Recombinant tissue plasminogen activator is administered either intravenously or intra-arterially and lyses clots to restore blood flow.39,42 Administration of rtPA within 3 hours of ischemic stroke symptom onset is associated with improved functional outcomes at 24 hours and 3 months after ischemic stroke.43 Current guidelines allow for the use of rtPA up to 4.5 hours after ischemic stroke symptom onset in select patients.39 While rtPA is useful in lysing clots, the risk of intracranial hemorrhage is approximately 6% higher after administration.43
Clinical studies of rtPA excluded pregnant women; current drug labelling encourages providers to explore the risk and benefits to the woman and her fetus prior to use.39,44 The molecular size of rtPA is too large to cross the placenta and animal studies have shown neither teratogenicity nor effects on postnatal development.44 A number of case studies have been published detailing the use of rtPA in pregnant women and analysis of these case reports found that failure and complication rates of thrombolysis with rtPA in pregnant women was similar to those in the general population.44
Administration of rtPA increases the risk of bleeding and in pregnant women this raises concerns about antepartum, fetal, or postpartum hemorrhage.14 Of the 28 women with rtPA use during pregnancy that were evaluated in the collected analysis of case reports, there were 2 fetal deaths in which a causal relationship to rtPA was determined.44 In the surviving infants, no adverse effects were noted.44 Another analysis of thrombolysis specifically for pregnancy-associated ischemic stroke concluded that treatment should not be withheld from pregnant women but risks and benefits to the woman and her fetus must be carefully weighed in each individual case.45
Vascular blockages from clots can also be treated with LMWH, especially if the diagnosis of ischemic stroke is made outside of the time-sensitive window for rtPA treatment.4 Heparin has a large molecular weight and does not cross the placenta.
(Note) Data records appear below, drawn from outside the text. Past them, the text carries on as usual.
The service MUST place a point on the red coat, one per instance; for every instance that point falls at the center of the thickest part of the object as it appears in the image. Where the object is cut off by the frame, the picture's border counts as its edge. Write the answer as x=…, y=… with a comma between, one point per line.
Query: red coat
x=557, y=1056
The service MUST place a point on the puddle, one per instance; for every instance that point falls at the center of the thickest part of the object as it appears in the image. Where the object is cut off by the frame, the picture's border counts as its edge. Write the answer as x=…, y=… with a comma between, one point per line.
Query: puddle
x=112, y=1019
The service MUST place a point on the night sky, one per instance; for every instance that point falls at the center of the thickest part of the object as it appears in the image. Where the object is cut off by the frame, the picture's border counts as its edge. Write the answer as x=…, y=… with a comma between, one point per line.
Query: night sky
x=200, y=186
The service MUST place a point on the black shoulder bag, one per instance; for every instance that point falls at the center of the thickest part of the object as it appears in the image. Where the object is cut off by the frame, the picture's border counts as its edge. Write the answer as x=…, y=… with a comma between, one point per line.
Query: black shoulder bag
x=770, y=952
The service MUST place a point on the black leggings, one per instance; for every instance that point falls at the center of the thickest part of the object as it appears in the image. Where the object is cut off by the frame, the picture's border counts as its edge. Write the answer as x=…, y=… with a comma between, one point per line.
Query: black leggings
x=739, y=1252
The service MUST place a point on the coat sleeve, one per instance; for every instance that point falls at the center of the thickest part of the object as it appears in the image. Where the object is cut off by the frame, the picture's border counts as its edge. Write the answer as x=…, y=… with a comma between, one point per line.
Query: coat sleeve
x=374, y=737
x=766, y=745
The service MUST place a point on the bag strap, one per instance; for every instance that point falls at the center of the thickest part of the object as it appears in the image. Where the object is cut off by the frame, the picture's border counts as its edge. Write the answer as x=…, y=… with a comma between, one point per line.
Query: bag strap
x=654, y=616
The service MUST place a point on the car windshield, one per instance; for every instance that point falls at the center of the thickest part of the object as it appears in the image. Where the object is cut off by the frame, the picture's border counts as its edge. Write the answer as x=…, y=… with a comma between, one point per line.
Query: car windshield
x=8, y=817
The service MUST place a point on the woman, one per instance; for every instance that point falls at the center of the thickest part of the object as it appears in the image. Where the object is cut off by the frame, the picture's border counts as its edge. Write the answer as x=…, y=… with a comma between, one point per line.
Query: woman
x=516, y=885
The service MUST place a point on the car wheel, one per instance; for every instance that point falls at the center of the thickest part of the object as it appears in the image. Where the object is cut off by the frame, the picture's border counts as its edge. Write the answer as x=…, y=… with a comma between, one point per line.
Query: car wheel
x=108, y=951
LMWH is considered safe in pregnancy and has been in widespread use for clotting prophylaxis for many years.4 Bleeding is a potential side effect of LMWH; women are usually instructed to stop LMWH 24 hours before planned birth or with the onset of labor symptoms.46 However, use is not associated with significant obstetric complications, including postpartum hemorrhage. Once the clots causing the cerebral blockage are dissolved, the woman is often placed on a lower dose of LMWH designed to prevent further clot formation.47
Mechanical treatments
Endovascular thrombolysis or mechanical thrombectomy are other treatments for ischemic stroke, particularly when the woman is not a candidate for rtPA. Decisions regarding treatment are highly individualized and require consultation with a multidisciplinary team; however, pregnancy is not an absolute contraindication to endovascular thrombolysis or mechanical thrombectomy.4 Risks and benefits to both the woman and fetus must be carefully considered when making decisions regarding treatment modalities.
Hemorrhagic Stroke
Treatment of hemorrhagic strokes focuses on stopping intracranial bleeding, alleviating pressure on brain tissues, and preventing future vascular compromise.48 Detailed imaging will be used to determine the type and location of the bleeding. The plan of care will depend on many factors, including the potential for recovery and the risk of future injury from abnormal vasculature. Less invasive surgical correction using instruments threaded through vessels to the site of injury may be possible or surgeons may need full access to the brain tissues.48
CARE OF WOMEN WITH A HISTORY OF STROKE
Primary Care
Primary care and preventative appointments are excellent opportunities to discuss risk factors for stroke, both general and pregnancy specific. The diagnosis of preeclampsia has lifelong implications and is associated with a 2-fold increase in the risk of cerebrovascular accident (CVA) later in life.3 It is recommended that women report a history of preeclampsia to all primary care providers, and the diagnosis should be noted in her medical record.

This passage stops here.